The BERT training is done in two macros: Pre-training and Fine-tuning. This is a look at Pre-training.
Before getting to Pre-training though, I want to cover the Input/Output representations. The input representation for the model was chosen so they could flexibly address a number of NLP tasks, being able to unambiguously define both a single sentence and a pair of sentences with a separator. This is important for a language model, because it needs to be able to reason at the connection between sentences.
Each sequence always starts with the special classification token [CLS]
. This is used downstream also for the vector used in classification tasks (ie Correct-Next-Sentence or Not).
Each sequence is modeled using WordPiece embedding with a 30k token vocab. Sentence pairs are packed together in two ways: first, separated by [SEP]
token, second by the added learned embedding to every token differentiating between sentence A
and B
.
BERT’s input representation is shown in Fig2 below.
Pre-training
Task #1: Masked LM
BERT has an advantage because it is ready to accept the masked tokens because of the parallel architecture. Thus BERT is trained with a deep bidirectional representation by simply masking some percentage (15%) of the input tokens at random, then lean on the prediction of those masked tokens. This masked process is referred in literature as a Cloze task, but here they refer to it as a “masked LM” (MLM). The final hidden vectors corresponding to the mask tokens are fed into an output softmax over the vocabulary.
Although the [MASK]
token allows for a bidirectional pre-trained model, a downside, is the mismatch of pre-training and fine-tuning because the [MASK]

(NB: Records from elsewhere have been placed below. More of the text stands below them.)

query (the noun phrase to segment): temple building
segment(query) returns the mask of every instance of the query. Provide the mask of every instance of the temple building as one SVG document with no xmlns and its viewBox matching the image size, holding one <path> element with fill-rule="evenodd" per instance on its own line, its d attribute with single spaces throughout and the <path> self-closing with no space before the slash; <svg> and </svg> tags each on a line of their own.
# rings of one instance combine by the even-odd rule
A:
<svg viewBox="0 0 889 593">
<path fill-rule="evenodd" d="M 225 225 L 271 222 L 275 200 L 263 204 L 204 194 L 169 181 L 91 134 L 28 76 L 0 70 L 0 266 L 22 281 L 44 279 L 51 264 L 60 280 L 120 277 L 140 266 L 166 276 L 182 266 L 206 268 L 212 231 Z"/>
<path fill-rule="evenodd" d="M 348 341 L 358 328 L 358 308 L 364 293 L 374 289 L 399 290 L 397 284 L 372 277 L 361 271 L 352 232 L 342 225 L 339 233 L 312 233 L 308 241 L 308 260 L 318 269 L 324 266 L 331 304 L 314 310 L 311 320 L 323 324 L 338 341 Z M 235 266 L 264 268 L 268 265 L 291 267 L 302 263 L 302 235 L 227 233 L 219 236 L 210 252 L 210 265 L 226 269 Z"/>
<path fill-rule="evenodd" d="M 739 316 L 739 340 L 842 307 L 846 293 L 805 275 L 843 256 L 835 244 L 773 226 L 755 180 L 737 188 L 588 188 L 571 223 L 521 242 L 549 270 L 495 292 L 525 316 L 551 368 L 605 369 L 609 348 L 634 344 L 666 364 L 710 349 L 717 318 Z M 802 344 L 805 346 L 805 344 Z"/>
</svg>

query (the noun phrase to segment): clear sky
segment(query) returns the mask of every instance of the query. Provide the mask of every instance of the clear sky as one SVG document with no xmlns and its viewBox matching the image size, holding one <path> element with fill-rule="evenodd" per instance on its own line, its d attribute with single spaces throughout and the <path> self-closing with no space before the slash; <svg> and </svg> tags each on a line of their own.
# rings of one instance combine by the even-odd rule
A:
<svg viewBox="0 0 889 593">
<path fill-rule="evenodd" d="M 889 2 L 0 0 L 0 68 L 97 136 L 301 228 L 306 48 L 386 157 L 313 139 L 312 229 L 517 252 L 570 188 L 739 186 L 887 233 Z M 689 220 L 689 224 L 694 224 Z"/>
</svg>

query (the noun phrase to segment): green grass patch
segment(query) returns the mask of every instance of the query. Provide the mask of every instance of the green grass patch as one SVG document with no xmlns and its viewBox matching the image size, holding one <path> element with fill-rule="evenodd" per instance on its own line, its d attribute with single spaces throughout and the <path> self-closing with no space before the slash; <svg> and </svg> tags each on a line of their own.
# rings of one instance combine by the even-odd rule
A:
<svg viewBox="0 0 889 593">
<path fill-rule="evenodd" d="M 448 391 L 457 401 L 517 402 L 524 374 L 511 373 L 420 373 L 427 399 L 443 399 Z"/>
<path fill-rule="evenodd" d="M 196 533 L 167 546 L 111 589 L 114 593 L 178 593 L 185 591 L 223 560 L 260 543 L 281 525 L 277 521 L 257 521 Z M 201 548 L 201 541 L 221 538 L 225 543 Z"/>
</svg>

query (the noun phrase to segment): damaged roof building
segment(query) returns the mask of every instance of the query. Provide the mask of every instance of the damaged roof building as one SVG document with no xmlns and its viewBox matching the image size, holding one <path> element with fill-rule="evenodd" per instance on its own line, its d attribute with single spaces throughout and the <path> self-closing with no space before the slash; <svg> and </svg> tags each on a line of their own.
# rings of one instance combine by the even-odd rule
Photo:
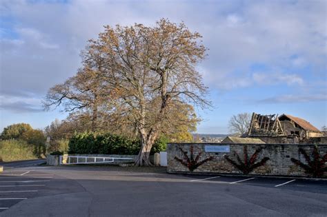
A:
<svg viewBox="0 0 327 217">
<path fill-rule="evenodd" d="M 288 114 L 262 115 L 253 112 L 247 137 L 267 143 L 299 143 L 317 141 L 324 134 L 304 119 Z"/>
</svg>

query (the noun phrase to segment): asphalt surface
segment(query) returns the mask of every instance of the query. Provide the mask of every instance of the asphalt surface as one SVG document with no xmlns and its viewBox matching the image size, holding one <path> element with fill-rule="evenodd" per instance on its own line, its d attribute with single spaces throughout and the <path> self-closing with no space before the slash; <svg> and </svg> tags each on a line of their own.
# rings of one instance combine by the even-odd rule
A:
<svg viewBox="0 0 327 217">
<path fill-rule="evenodd" d="M 46 159 L 37 159 L 37 160 L 27 160 L 27 161 L 11 161 L 11 162 L 0 162 L 0 166 L 3 166 L 5 169 L 12 168 L 19 168 L 32 167 L 34 165 L 41 165 L 46 162 Z"/>
<path fill-rule="evenodd" d="M 327 180 L 32 167 L 0 175 L 0 216 L 327 216 Z"/>
</svg>

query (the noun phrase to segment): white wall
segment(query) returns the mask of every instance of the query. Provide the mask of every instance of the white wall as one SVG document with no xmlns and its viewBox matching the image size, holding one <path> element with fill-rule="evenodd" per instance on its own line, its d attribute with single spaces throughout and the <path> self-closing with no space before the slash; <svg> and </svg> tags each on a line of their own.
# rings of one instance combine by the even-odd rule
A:
<svg viewBox="0 0 327 217">
<path fill-rule="evenodd" d="M 160 152 L 160 165 L 167 167 L 167 152 Z"/>
</svg>

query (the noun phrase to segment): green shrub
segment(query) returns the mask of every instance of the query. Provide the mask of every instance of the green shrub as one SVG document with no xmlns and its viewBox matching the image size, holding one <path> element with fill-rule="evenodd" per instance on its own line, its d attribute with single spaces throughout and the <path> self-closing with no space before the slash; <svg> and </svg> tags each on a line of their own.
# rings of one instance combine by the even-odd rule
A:
<svg viewBox="0 0 327 217">
<path fill-rule="evenodd" d="M 0 141 L 0 157 L 3 161 L 36 159 L 39 157 L 37 147 L 21 140 Z"/>
<path fill-rule="evenodd" d="M 110 134 L 76 134 L 68 144 L 70 154 L 137 154 L 139 149 L 138 141 Z"/>
<path fill-rule="evenodd" d="M 166 150 L 168 138 L 160 136 L 153 145 L 151 154 Z M 139 140 L 110 134 L 90 132 L 75 134 L 69 141 L 70 154 L 138 154 L 141 148 Z"/>
</svg>

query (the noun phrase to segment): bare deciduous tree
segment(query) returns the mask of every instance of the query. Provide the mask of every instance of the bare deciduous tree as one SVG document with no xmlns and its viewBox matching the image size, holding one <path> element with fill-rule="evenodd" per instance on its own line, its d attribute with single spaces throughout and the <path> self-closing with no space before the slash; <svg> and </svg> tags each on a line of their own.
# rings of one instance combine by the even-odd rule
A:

token does not appear in normal language. Thus they use some techniques to mitigate this issue.
Task #2: Next Sentence Prediction (NSP)
Many important downstream tasks require an understanding of the relationship between sentences, not just the relationship of words within a sentence. Thus the second part of pre-training involves training a binarized next sentence prediction task that can be trivially generated from any monolingual corpus. Thus they train on a collection of sentence pairs, some which occur consecutively in a document while others do not, and the model is trained on if sentence B
is classified as IsNext
or NotNext
.
Pretraining data
BERT is pre-trained with both BooksCorpus (800M words) and English Wikipedia (2.5B words). BERT requires the document-level corpus in order to train with NSP.